The Fed

What is the Fed?

The Federal Reserve, often referred to as the Fed, is an independent entity that was established by Congress in 1913. The goal of the Fed is to promote sustainable economic growth, high employment rates, moderate long-term interest rates, and to preserve the purchasing power of the U.S. dollar. Prior to the Fed’s inception, the U.S. did not have a formal organization for examining and implementing monetary policy.

Deeper definition

Although the Fed is an independent organization, it is subject to oversight by Congress. The Fed is managed by the Board of Governors, made up of seven presidential appointees. The Fed’s responsibilities are to:

  • Manage U.S. monetary policy by influencing money and credit conditions in the economy.
  • Regulate banks and financial institutions to maintain the health and credibility of the U.S. banking and financial system.
  • Protect consumers’ credit rights.
  • Ensure the stability of the economic system and mitigate systemic risk in the financial markets.
  • Provide financial services to U.S. financial institutions, foreign financial institutions, and the U.S. government. This includes managing the U.S. payments systems.
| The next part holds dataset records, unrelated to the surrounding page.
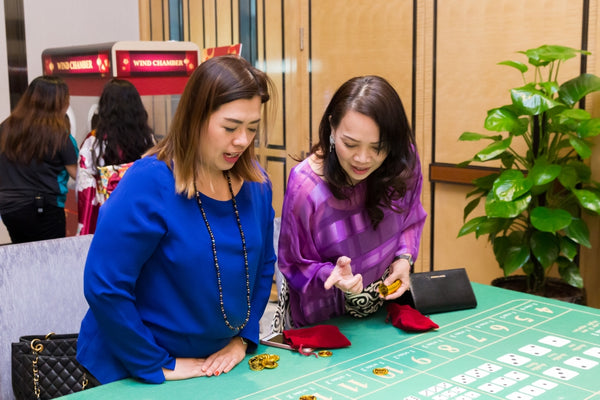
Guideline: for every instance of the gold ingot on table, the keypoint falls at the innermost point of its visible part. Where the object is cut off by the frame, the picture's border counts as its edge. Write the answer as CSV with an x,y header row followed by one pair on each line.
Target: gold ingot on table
x,y
380,371
262,361
325,353
385,290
There are 12 Federal Reserve banks in the United States. These central banks are considered the most powerful financial institutions in the world. Each bank is responsible for a specific geographic area of the United States. The banks generate income from:

  • Earned interest on government securities.
  • Services provided to banking institutions.
  • Foreign currency income.
  • Earned interest on loans to depository institutions.

This income is used to finance the Fed’s operations. Any surplus is deposited back into the U.S. Treasury.

The United States is the Federal Reserve’s biggest banking customer. The bank handles all revenue generated by tax dollars and all government payments are managed through the Federal Reserve’s bank. Additionally, the Fed sells and redeems government securities, which include bonds, notes and Treasury bills. The Federal Reserve banks issue all paper and coin currency and take currency out of circulation when damaged from wear and tear.

The Federal Open Market Committee, also run by the Federal Reserve, meets at least eight times per year to decide whether monetary policy should be modified by lowering or raising the federal funds rate, the rate at which banks lend money to one another overnight to meet loan reserve requirements.

Example of the Fed                                                                 

In addition to its supervisory responsibilities, the board drafts and proposes federal laws regarding consumer credit. A few examples include the Truth in Savings Act, the Home Mortgage Disclosure Act, and the Truth in Lending Act.

One of the most important jobs of the Fed is to manage U.S. monetary policy by modifying interest rates, buying and selling government bonds, and adjusting the amount of reserves banks are required to maintain.

The Fed’s rate moves affect the cost of consumer borrowing, including mortgages, home equity loans and other types of loans.